Zero-Knowledge Federated Learning: A New Trustworthy and Privacy-Preserving Distributed Learning Paradigm
Taotao Wang, Yuxin Jin, Qing Yang, Yihan Xia, Long Shi, Shengli Zhang
TL;DR
The paper addresses security and trust gaps in Federated Learning by introducing a structured ZK-FL framework and a Veri-CS-FL algorithm that leverages Zero-Knowledge Proofs to verify client-side metrics. It proposes a cosine-similarity-based evaluation against a server-trained benchmark and uses zk-SNARK proofs to ensure metric correctness without exposing local data, enabling verifiable client selection and secure aggregation. The approach demonstrates completeness, soundness, and zero-knowledge properties, while showing resistance to poisoning and robustness to data heterogeneity. Empirically, Veri-CS-FL achieves bandwidth savings and scalable verification on IID and non-IID data, suggesting practical viability for privacy-preserving, trustworthy distributed learning at scale.
Abstract
Federated Learning (FL) has emerged as a promising paradigm in distributed machine learning, enabling collaborative model training while preserving data privacy.

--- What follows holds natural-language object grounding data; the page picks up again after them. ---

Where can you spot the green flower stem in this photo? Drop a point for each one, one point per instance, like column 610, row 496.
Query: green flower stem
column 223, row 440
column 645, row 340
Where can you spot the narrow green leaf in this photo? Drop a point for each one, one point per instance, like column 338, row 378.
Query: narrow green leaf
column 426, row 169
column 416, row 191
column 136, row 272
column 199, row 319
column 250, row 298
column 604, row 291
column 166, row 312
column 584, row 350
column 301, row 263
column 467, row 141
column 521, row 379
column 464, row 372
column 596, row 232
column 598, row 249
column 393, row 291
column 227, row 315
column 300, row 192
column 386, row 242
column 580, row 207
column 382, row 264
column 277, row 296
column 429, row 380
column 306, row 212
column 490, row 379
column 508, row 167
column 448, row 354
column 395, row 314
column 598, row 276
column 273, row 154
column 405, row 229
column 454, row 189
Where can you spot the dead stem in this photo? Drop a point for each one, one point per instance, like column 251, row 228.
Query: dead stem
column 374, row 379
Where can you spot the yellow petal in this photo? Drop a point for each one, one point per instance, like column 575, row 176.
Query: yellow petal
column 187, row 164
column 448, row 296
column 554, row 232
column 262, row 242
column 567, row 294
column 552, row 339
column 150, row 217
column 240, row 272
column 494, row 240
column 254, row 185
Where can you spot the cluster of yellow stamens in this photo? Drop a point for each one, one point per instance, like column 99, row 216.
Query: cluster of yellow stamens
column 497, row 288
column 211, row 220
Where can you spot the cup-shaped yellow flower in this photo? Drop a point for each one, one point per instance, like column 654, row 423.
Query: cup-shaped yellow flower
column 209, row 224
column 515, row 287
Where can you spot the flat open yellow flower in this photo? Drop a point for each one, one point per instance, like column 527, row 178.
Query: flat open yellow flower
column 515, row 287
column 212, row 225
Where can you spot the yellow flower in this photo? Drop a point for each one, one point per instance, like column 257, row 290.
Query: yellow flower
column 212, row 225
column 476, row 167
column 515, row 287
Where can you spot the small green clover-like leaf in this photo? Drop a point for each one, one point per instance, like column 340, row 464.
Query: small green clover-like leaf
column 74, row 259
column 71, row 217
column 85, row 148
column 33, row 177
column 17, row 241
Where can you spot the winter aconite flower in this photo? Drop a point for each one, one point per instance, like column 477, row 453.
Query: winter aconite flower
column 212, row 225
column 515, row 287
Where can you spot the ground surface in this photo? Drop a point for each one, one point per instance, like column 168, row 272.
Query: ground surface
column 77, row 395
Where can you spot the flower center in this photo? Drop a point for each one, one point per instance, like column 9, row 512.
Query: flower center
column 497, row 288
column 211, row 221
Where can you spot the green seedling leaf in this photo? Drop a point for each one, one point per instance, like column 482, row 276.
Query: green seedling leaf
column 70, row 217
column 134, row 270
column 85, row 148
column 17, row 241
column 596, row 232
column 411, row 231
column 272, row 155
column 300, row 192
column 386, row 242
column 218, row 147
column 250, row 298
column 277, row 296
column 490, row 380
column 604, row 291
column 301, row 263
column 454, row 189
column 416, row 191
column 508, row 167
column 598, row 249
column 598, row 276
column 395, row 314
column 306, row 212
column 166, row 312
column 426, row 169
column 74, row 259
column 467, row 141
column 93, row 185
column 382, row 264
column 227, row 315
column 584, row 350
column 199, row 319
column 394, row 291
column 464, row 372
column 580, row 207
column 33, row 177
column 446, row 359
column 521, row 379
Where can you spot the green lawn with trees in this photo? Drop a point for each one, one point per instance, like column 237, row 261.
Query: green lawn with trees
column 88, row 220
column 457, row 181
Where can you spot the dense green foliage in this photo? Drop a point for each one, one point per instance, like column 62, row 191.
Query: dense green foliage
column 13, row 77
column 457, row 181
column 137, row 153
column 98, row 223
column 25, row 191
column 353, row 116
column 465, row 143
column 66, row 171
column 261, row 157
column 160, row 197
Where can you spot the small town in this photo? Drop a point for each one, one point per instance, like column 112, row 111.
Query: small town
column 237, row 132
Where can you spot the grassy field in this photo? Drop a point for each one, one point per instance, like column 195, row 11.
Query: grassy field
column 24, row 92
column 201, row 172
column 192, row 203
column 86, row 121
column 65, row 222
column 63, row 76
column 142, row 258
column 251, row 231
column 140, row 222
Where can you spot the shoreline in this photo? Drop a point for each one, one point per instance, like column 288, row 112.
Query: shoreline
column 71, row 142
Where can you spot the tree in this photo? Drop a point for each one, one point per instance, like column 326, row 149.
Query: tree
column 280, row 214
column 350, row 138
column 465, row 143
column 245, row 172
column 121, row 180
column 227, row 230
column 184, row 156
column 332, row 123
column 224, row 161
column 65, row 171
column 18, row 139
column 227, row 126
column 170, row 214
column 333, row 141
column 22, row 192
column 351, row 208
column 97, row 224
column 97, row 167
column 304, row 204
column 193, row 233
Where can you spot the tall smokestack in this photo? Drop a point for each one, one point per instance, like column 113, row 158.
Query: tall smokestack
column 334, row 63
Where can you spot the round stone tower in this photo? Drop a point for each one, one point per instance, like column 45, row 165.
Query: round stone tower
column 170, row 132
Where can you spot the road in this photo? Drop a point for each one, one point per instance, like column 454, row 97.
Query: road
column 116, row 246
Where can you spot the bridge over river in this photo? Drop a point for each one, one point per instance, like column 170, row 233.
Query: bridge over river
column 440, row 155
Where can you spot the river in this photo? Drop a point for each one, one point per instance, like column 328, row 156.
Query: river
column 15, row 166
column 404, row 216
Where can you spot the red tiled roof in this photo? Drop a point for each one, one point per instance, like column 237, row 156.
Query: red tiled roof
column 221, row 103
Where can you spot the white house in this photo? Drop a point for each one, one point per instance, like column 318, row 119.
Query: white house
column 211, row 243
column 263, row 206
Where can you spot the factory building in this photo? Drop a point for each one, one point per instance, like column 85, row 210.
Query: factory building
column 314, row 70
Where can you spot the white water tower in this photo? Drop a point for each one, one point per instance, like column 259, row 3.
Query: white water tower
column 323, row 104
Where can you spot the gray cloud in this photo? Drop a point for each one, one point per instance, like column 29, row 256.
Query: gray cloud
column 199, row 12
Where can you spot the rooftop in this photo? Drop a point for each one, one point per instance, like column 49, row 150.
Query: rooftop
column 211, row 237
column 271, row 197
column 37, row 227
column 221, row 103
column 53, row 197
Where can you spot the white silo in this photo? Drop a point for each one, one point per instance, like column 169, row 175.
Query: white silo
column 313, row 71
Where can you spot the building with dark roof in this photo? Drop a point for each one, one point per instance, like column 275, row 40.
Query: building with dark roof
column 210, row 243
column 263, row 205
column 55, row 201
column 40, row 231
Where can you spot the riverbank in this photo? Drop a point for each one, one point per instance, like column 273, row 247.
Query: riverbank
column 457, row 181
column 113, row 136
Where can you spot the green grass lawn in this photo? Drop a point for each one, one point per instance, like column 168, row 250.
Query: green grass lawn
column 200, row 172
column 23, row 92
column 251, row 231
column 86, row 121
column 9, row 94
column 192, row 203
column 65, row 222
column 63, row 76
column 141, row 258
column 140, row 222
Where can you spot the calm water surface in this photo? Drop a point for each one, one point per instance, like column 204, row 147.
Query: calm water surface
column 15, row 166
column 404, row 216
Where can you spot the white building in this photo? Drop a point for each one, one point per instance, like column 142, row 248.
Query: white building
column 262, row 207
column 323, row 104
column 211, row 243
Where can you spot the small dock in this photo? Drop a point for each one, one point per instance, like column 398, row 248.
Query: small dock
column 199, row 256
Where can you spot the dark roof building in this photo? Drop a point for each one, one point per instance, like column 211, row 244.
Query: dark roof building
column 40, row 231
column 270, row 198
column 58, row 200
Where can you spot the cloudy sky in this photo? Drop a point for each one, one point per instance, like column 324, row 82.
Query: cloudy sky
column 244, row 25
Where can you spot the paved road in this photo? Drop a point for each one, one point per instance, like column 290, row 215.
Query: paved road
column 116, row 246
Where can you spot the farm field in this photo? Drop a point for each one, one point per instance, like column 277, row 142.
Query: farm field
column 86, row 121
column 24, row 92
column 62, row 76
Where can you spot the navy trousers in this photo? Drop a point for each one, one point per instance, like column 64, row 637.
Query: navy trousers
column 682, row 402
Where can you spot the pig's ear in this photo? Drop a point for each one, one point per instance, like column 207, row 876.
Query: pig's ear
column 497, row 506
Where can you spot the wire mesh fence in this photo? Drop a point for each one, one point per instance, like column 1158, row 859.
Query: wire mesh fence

However, despite its many advantages, FL still contends with significant challenges -- most notably regarding security and trust. Zero-Knowledge Proofs (ZKPs) offer a potential solution by establishing trust and enhancing system integrity throughout the FL process. Although several studies have explored ZKP-based FL (ZK-FL), a systematic framework and comprehensive analysis are still lacking. This article makes two key contributions. First, we propose a structured ZK-FL framework that categorizes and analyzes the technical roles of ZKPs across various FL stages and tasks. Second, we introduce a novel algorithm, Verifiable Client Selection FL (Veri-CS-FL), which employs ZKPs to refine the client selection process. In Veri-CS-FL, participating clients generate verifiable proofs for the performance metrics of their local models and submit these concise proofs to the server for efficient verification. The server then selects clients with high-quality local models for uploading, subsequently aggregating the contributions from these selected clients. By integrating ZKPs, Veri-CS-FL not only ensures the accuracy of performance metrics but also fortifies trust among participants while enhancing the overall efficiency and security of FL systems.